Situbondo- Dinas Tenaga Kerja dan Transmigrasi Situbondo kembali menggelar job fair marketing. Bursa kerja yang berlangsung dua hari di GOR Baluran itu malah sepi pelamar, karena dinilai kurang adanya sosialiasi.

Banyak pencari kerja mengaku tak tahu ada job fair. Akibatnya, sebanyak 46 perusahaan yang mengikuti job fair tutup lebih awal.  Stand tempat pendaftaran pelamar sudah di bongkar sekitar pukul 2 siang. Job fair berlangsung sejak Rabu hingga Kamis kemarin. Sebanyak 46 perusahaan menyediakan 1.500 lowongan pekerjaan.

Menurut Kepala Dinas Tenaga Kerja dan Transmigrasi, Budi Priyono, dari 1. 500 lowongan pekerjaan yang tersedia, hanya ada 469 pelamar. Pelamar terbanyak berasal dari lulusan diploma yaitu 235 pelamar. Sedangkan lulusan SLTA sebanyak 161 pelamar dan Sarjana 73 pelamar.

Budi Priyono menjelaskan, jumlah pelamar yang masuk secara keseluruhan memang berjumlah 469, namun satu pelamar bisa memasukan tiga sampai lima berkas formasi lamaran ke perusahaan yang berbeda-beda.

Budi menduga sepinya pelamar kerja kemungkinan karena lowongan yang tersedia tidak sesuai keinginan pelamar. Menurutnya, banyak anak-anak muda datang ke stand bukan untuk melamar melainkan hanya datang melihat-lihat saja.

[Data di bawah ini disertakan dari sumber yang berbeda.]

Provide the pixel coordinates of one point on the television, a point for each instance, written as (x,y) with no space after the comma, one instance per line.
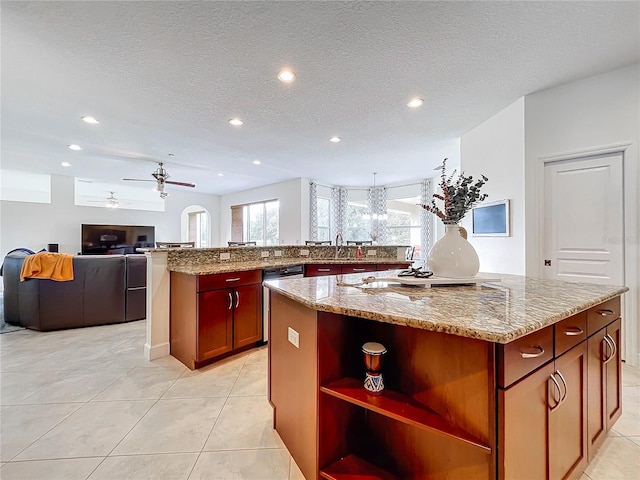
(116,239)
(491,219)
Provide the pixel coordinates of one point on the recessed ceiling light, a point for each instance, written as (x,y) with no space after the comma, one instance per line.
(90,120)
(287,76)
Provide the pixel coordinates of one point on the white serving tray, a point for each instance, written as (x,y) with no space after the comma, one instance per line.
(437,281)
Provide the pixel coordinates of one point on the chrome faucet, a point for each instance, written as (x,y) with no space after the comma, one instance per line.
(338,244)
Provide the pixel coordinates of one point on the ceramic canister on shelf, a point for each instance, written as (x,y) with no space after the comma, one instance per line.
(373,357)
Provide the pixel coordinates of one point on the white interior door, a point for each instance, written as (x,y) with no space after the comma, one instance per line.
(583,220)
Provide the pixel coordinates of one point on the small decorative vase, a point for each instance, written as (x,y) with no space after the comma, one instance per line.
(453,256)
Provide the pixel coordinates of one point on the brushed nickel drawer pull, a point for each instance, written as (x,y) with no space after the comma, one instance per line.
(573,331)
(539,352)
(558,399)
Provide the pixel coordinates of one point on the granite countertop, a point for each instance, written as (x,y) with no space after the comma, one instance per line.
(498,312)
(232,266)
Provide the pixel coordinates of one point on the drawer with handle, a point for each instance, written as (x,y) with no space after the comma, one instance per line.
(522,356)
(570,332)
(228,280)
(602,315)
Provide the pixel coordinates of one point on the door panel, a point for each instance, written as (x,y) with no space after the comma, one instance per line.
(584,220)
(214,323)
(247,320)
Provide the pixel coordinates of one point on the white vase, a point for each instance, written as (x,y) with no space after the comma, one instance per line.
(452,256)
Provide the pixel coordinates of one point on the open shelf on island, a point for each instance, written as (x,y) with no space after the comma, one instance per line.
(352,467)
(400,407)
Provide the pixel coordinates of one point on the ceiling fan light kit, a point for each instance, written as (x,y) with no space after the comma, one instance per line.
(161,177)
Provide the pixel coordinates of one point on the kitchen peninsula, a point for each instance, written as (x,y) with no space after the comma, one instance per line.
(517,379)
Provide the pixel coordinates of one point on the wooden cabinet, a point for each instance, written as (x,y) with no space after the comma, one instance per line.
(213,315)
(542,421)
(604,397)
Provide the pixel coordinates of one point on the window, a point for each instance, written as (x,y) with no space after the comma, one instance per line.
(256,222)
(324,218)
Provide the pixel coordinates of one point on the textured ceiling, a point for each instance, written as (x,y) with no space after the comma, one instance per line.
(165,77)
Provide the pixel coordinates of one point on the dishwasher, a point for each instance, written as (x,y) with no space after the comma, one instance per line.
(275,273)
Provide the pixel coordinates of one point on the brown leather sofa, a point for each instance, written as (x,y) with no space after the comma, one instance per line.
(105,289)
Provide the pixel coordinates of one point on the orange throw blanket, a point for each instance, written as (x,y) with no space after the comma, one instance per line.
(56,266)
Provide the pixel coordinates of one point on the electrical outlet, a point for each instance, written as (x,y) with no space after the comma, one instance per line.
(293,337)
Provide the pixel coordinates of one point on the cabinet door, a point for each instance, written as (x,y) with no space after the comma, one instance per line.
(596,397)
(613,375)
(568,420)
(247,315)
(215,321)
(522,437)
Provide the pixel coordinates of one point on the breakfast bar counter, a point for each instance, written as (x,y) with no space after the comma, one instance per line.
(513,379)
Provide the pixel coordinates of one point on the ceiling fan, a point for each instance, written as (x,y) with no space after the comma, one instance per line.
(111,201)
(161,178)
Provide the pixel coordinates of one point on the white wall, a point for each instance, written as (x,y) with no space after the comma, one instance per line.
(34,225)
(591,114)
(495,149)
(294,209)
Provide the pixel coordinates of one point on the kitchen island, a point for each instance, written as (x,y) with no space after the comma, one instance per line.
(514,379)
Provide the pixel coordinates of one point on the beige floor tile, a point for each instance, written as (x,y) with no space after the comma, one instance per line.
(245,422)
(213,381)
(79,387)
(18,386)
(629,422)
(296,474)
(251,381)
(173,466)
(67,469)
(630,376)
(141,383)
(176,425)
(617,459)
(93,430)
(269,464)
(21,425)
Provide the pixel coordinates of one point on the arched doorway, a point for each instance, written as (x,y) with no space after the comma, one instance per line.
(195,226)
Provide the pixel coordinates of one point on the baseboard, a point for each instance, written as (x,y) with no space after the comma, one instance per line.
(157,351)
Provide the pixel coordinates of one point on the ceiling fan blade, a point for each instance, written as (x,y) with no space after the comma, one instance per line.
(182,184)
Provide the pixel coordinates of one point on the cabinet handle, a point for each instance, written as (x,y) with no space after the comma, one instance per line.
(564,382)
(573,331)
(559,397)
(539,352)
(612,346)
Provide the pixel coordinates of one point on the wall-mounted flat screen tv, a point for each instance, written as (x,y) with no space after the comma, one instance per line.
(116,239)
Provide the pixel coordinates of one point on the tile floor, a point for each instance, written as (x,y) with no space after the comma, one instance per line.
(84,404)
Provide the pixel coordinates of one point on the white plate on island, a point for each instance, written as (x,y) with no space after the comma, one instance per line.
(434,281)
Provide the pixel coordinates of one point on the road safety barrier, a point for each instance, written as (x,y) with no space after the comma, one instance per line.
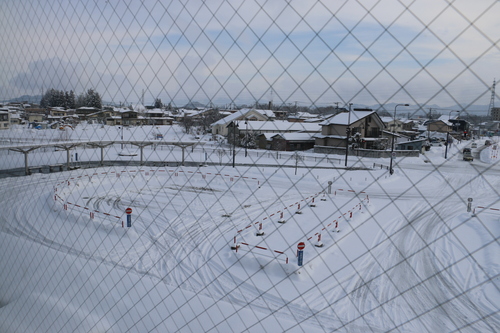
(92,212)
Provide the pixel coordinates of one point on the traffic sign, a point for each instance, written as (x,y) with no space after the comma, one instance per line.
(300,258)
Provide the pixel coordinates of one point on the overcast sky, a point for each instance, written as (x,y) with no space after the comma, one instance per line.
(310,52)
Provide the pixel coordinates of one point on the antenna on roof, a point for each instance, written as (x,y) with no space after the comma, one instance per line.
(492,100)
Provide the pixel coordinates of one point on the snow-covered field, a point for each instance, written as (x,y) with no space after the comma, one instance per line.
(399,253)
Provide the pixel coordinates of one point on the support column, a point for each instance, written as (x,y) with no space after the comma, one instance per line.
(25,152)
(141,148)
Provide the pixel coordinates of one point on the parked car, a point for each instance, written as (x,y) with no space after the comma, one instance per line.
(468,156)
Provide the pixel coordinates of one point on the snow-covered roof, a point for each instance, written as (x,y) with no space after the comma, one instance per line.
(296,136)
(344,118)
(241,113)
(279,126)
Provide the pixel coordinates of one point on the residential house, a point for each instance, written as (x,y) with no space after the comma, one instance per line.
(292,141)
(157,117)
(4,119)
(220,127)
(84,112)
(365,127)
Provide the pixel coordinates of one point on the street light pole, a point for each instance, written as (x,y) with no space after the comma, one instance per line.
(447,137)
(234,142)
(391,170)
(348,131)
(246,136)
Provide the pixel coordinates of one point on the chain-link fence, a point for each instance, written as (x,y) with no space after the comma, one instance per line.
(233,165)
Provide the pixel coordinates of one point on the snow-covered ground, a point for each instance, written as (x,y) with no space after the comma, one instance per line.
(399,253)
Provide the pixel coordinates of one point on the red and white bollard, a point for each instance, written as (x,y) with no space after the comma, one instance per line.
(319,243)
(260,232)
(281,220)
(298,209)
(235,246)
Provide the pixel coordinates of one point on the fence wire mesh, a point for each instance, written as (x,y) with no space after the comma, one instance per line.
(232,166)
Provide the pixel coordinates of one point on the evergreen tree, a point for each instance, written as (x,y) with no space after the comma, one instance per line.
(158,104)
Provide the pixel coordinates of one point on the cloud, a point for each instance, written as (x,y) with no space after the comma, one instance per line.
(309,50)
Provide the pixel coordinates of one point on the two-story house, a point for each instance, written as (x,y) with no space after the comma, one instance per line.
(365,127)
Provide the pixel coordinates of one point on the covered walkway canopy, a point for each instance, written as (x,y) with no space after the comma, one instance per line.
(68,145)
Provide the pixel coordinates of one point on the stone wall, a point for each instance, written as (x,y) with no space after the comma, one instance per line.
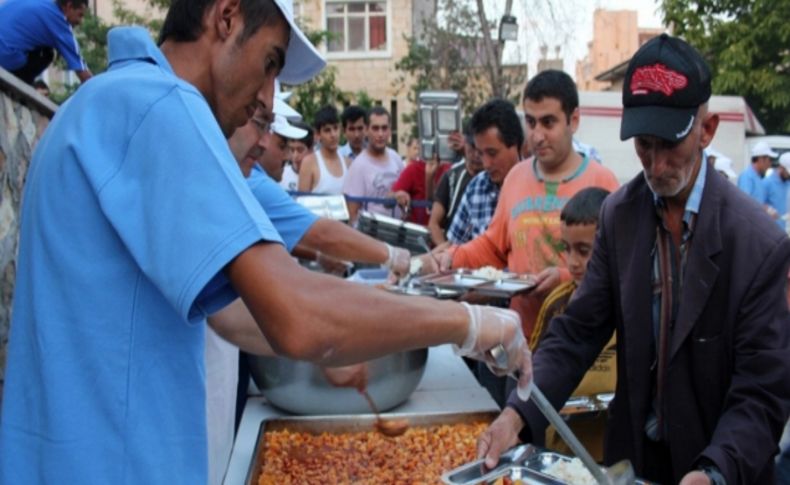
(24,115)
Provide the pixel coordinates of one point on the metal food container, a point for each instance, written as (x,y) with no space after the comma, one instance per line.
(300,387)
(350,424)
(527,463)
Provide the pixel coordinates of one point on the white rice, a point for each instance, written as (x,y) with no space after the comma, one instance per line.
(572,472)
(488,272)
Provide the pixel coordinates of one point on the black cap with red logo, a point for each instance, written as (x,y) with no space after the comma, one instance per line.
(666,82)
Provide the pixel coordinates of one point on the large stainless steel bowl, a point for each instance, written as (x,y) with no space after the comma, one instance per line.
(300,387)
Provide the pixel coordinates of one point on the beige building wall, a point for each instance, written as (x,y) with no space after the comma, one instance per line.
(615,39)
(373,73)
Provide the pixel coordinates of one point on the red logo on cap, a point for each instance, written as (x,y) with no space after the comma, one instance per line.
(657,78)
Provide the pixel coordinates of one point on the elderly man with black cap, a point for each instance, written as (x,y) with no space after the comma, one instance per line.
(690,273)
(137,224)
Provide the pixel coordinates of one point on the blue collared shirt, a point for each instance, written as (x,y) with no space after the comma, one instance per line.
(133,207)
(752,183)
(776,195)
(476,209)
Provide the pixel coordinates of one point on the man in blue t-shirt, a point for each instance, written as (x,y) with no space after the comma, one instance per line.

BACA JUGA :  Pemerintah Pusat Batalkan Proyek GOR Bernilai Miliaran Rupiah di Situbondo

Sementara itu, mantan anggota DPRD Situbondo, Muhammad Nizar,  ikut angkat bicara sepinya pelamar kerja di acara job fair marketing. Menurut Nizar, dirinya banyak menerima keluhan jika banyak pencari kerja tidak tahu Dinas Tenaga Kerja mengadakan job fair.

Nizar meminta Bupati segera mengevaluasi kegiatan  job fair tersebut. Sebab jika tujuannya untuk menyerap tenaga kerja dan mengurangi angka pengangguran, maka job fair kali ini gagal total. Bisa dibayangkan, dari 1. 500 lowongan hanya tersedia, namun hanya ada 469 pelamar. Mereka yang memasukan lamaran belum tentu semuanya diterima bekerja.

Selain itu, Muhammad Nizar menilai bahwa laporan angka pengangguran di Situbondo terus menurun, tak ubahnya hanya permainan angka-angka. Karena kenyatannya, angka pengangguran malah semakin meningkat. Banyak anak-anak muda kesulitan mencari pekerjaan dengan penghasilan yang layak di Situbondo.